After a filling lunch we were off to our most exciting sights of the day.
Passing through the Red Forest, we headed on our way to the city of Prypiat. The Red Forest is a patch of forest, mostly pine trees, that got the most of the radioactive wind after the explosion. When we stopped on the road that goes through the forest, everyone’s Geiger counter started to beep like crazy. It was unnerving, as the bus had given us a false sense of security. The radioactivity just went right through it, and at that moment we realized just how present this invisible killer is.
As I mentioned earlier, Prypiat is where the plant’s workers and their family lived. Created in 1970, it was a city with schools, shops, community centers and everything else any good city might need. Before the accident, the population of the Prypiat was 49,400. Today, some of the workers of the plants still stay there (used as a hotel), but otherwise Prypiat is an official ghost town.
Our first stop was at the community center, which used to have a gym, a cinema and much, much more.
At the back of the community center was a fair that was being set up for the May 1st celebration. The rides were never used, but now stand as a visual symbol for the city of Prypiat.
After the community center we headed to the pool and rec center.
Our last stop of the day was at an elementary school. This place was the highlight of the day for me, with plenty of creepiness.
Eventually we had to leave, but not before going through another radiation check.
All day, all I could think is OH MY GOG THIS IS SO COOL!!! Not that I was taking joy in these people’s misery, but talk about photography heaven! Everywhere we went there was mood, textures, colour and history. It was such a great example of what would happen in a world without us; it was just so fascinating. And all of that pealing paint, broken glass, trees growing everywhere: wow.
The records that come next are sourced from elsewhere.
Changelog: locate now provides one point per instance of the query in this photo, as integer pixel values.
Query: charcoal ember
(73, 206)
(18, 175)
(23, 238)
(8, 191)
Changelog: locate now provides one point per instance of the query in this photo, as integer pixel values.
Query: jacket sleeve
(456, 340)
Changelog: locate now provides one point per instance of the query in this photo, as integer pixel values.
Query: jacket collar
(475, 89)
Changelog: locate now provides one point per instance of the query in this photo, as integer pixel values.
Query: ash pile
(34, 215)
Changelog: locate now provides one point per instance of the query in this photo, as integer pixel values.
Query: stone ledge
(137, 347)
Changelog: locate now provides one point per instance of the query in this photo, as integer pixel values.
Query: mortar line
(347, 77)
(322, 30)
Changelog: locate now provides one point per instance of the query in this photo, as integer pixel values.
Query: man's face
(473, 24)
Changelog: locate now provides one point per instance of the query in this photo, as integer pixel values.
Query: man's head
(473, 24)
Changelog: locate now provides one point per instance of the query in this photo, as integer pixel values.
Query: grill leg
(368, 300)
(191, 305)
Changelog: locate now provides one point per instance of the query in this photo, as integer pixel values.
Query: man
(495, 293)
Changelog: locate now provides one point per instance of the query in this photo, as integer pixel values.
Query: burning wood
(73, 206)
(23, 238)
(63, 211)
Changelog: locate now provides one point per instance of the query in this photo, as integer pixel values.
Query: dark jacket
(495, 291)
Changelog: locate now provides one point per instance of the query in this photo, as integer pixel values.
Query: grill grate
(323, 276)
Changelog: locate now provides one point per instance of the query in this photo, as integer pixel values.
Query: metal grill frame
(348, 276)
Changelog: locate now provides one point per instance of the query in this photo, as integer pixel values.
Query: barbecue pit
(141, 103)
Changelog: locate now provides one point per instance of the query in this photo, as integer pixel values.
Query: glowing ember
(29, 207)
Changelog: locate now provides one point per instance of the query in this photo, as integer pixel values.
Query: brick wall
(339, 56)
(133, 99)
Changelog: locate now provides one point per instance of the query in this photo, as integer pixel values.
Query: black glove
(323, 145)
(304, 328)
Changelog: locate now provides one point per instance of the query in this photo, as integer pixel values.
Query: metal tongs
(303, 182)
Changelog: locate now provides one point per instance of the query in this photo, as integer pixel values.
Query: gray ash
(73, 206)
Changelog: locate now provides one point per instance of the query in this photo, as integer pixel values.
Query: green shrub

Now, going to Chernobyl isn’t the soundest idea. It’s dangerous. Of course, there is the radiation but also one needs to consider nearly 25 years of exposure to the elements. On quite a few occasions today, we felt that tours like this won’t be able to continue on for much longer, as stairs, flooring and ceilings are giving through. Is it worth it though? Totally. And did I step on the grass and laid on the group for a better shot: you bet!